# monster 6.0



## willmca (Feb 8, 2010)

Just bought one off of here,last week. It is a shooter. Very Fast! Takes a little to get used to with 6" bh. I would highly recommend. I am shooting a 475 grain arrow at 58 lbs and getting 289 fps. I was trying to get it so I can shoot ASA shoots. Draw cycle is fine-a little wall when breaking but when it breaks-it breaks! I wanted a new x force bow, but did not like the actual let off on them compared to monster.


----------



## ck10kk (Mar 12, 2009)

i,m also looking at one on A/T but ive never shot one . i dont expect it to be as smooth as my guardian by any means , but ive read some reviews on how bad the draw cycle is and that your better off shooting the arrow rather than letting it back down do the cams really grab that hard ?


----------



## willmca (Feb 8, 2010)

I haven't let back down,yet. Go to mathews site and look at the video on their site. There is one that shows the cycle of the cam. I didnt realize it traveled that much when I was shooting it. I love mine,so far.:darkbeer:


----------



## 2wireweims (Sep 6, 2009)

ck10kk said:


> i,m also looking at one on A/T but ive never shot one . i dont expect it to be as smooth as my guardian by any means , but ive read some reviews on how bad the draw cycle is and that your better off shooting the arrow rather than letting it back down do the cams really grab that hard ?





ck10kk said:


> anybody own a monster 6.0 or atleast shot one , i think i found a pretty good deal on one but ive never shot one. how bad is the draw cycle on these things set at 60lb ?

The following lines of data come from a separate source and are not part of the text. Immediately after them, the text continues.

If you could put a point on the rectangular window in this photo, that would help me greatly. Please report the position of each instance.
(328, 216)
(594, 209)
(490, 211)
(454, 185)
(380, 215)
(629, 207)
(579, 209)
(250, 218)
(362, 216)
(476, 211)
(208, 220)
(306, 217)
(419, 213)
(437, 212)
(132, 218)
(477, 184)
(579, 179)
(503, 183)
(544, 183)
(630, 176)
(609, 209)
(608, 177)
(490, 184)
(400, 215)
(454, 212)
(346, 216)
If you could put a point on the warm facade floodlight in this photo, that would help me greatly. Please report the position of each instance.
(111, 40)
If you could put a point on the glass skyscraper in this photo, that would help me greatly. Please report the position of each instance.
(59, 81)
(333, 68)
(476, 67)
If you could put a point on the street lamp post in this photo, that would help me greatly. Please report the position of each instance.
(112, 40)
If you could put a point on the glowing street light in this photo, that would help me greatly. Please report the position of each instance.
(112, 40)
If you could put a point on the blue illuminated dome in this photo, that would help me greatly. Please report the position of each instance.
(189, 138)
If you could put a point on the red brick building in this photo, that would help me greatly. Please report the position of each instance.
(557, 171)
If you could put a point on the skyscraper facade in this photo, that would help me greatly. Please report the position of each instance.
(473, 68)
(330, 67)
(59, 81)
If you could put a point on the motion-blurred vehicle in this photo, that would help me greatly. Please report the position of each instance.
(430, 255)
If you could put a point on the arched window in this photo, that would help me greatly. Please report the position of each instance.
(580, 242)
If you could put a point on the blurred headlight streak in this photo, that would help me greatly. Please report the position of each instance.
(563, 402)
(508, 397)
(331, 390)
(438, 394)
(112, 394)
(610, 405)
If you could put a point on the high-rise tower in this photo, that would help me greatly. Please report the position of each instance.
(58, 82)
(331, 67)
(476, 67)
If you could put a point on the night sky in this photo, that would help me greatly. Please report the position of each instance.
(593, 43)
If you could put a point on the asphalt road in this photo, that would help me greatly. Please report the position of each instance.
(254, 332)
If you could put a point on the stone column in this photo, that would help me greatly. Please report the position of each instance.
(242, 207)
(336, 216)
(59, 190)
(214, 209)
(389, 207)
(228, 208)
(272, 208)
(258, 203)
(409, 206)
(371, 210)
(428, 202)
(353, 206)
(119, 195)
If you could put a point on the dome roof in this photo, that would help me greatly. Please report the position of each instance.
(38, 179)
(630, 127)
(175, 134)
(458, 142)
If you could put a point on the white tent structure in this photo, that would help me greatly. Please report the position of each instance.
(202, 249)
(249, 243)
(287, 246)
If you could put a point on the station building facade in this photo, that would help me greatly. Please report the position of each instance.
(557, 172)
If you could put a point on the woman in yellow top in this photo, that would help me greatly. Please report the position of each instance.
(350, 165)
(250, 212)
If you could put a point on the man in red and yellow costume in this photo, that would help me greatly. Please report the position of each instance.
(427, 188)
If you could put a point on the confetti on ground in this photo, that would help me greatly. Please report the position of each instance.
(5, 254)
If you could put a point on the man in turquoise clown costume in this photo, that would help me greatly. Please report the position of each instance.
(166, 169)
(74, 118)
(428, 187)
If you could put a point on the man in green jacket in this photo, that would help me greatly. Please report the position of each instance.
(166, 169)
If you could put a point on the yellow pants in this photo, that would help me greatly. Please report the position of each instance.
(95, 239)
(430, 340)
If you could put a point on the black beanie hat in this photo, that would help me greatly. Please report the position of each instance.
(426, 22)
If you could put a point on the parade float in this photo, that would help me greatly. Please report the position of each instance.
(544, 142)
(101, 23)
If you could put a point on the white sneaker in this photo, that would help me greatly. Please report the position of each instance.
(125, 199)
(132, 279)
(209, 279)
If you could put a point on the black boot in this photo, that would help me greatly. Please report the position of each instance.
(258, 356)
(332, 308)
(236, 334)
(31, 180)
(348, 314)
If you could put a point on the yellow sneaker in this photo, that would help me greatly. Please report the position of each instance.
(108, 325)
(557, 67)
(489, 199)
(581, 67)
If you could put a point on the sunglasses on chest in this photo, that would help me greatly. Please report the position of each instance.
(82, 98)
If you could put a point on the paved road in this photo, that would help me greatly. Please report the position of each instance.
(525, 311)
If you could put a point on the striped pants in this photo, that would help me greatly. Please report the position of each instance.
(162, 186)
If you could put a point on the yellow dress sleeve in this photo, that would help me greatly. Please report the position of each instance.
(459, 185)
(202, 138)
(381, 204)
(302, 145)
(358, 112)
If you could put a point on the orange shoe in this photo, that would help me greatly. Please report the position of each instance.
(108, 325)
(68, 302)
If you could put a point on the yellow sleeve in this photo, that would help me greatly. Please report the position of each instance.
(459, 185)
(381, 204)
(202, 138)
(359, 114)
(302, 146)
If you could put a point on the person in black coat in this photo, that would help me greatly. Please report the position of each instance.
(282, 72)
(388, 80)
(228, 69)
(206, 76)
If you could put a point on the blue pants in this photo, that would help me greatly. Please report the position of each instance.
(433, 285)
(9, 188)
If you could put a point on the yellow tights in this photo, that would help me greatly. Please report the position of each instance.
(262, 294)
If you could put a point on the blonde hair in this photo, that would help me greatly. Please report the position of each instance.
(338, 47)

It is tough to let down at 70# but closer to 60# it is a whole different animal.
You should really shoot one for yourself before buying one. I really like mine! 
It was a little different to get used to at first, (I was never a huge fan of twin cam bows) but she is a shooter and I love the feel of the bow.


----------



## joelpresmyk8 (Jan 21, 2010)

i just bought my monster 6 off of here a little while ago and i love it. i think the break over is a tiny bit tougher than other bows but not bad at all. i am shooting 28" 70 lbs with a 466 grain arrow and i am getting about 290 fps with 87 ke


----------



## ck10kk (Mar 12, 2009)

only prob with shooting one is the closest dealer is about 30 mi from me, and he dosent have a lefty in stock . i bid on the bow on this site and the seller is switching out the mods to 26 in draw since it seems that mathews seem to me run alittle long . was just curios what i might be getting into with this animal lol


----------



## River420Bottom (Jul 21, 2008)

i love the monster, i have a 60-70 lber set at 68# and i will say the draw cycle at a higher weight is a little rough. but drop it to 60 and its smooooth. Im on the hunt for a set of black 50-60lb limbs now :thumb:

P.S. It is sickening fast at 70lbs though


----------



## ck10kk (Mar 12, 2009)

thanks for the info guys, just hung up the phone with the seller i,m the proud owner of monster lol. thanks again


----------